The big debate: Are we here only for shareholder returns?

Or are there more stakeholders that we can positively impact?

Businesses have begun to come under the spotlight. They’re now expected to be accountable not only to their shareholders but also to society and environment at large.

A tangible bottom line – the traditional measure of corporate success – is now slowly blurring. Businesses are realising that being a force for good in society is linked to long-term sustainability, and stakeholders now go beyond just shareholders and investors. The annual DBS Foundation Social Enterprise Summit saw pioneering companies that have taken action by integrating social priorities as part of their business, no longer distinguishing boundaries between social impact and profit.

In his opening speech, DBS Group’s CEO, Piyush Gupta encouraged businesses to take a long-term view of profitability and to think of driving social impact as an investment and not an expense.
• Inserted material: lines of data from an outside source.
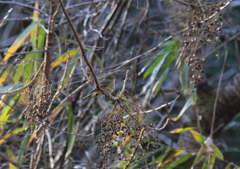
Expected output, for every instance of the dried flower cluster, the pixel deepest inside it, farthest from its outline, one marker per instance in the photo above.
(39, 98)
(202, 30)
(120, 135)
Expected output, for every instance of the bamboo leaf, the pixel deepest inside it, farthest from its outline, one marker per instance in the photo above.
(19, 41)
(185, 107)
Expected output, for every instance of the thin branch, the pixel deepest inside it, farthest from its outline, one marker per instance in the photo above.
(47, 125)
(24, 5)
(5, 17)
(27, 85)
(124, 84)
(85, 3)
(138, 142)
(81, 46)
(217, 95)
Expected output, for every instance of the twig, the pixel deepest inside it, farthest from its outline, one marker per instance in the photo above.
(85, 3)
(81, 46)
(24, 5)
(27, 85)
(49, 40)
(217, 95)
(124, 84)
(138, 142)
(151, 50)
(29, 117)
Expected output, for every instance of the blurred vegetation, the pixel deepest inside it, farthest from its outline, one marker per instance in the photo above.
(176, 65)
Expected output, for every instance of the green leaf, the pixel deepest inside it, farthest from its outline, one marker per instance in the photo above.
(185, 107)
(160, 81)
(159, 66)
(19, 41)
(177, 162)
(64, 57)
(180, 130)
(198, 137)
(23, 148)
(186, 164)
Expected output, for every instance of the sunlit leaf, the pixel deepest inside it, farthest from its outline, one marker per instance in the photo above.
(3, 77)
(35, 12)
(19, 41)
(64, 57)
(159, 66)
(199, 156)
(198, 137)
(180, 130)
(185, 107)
(160, 81)
(175, 163)
(186, 164)
(170, 157)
Although in the short term, the distinction may seem like a compromise on profitability. However, Piyush noted that: ”When you start thinking of generations, if you start thinking about sustainable long-term enterprises, the boundary gets blurred rapidly.”

“The only way you can have a long-term future is if you’re there for the long-term. And the only way you will be there for the long-term is if civil society gives you the license to be there for the long-term.” This year, the Social Enterprise Summit forms part of the larger Social Enterprise Week. The DBS Foundation awarded prize money to the winners of the fifth DBS-NUS Social Venture Challenge and the week concluded with FestivalForGood, a weekend pop up market at Marina One.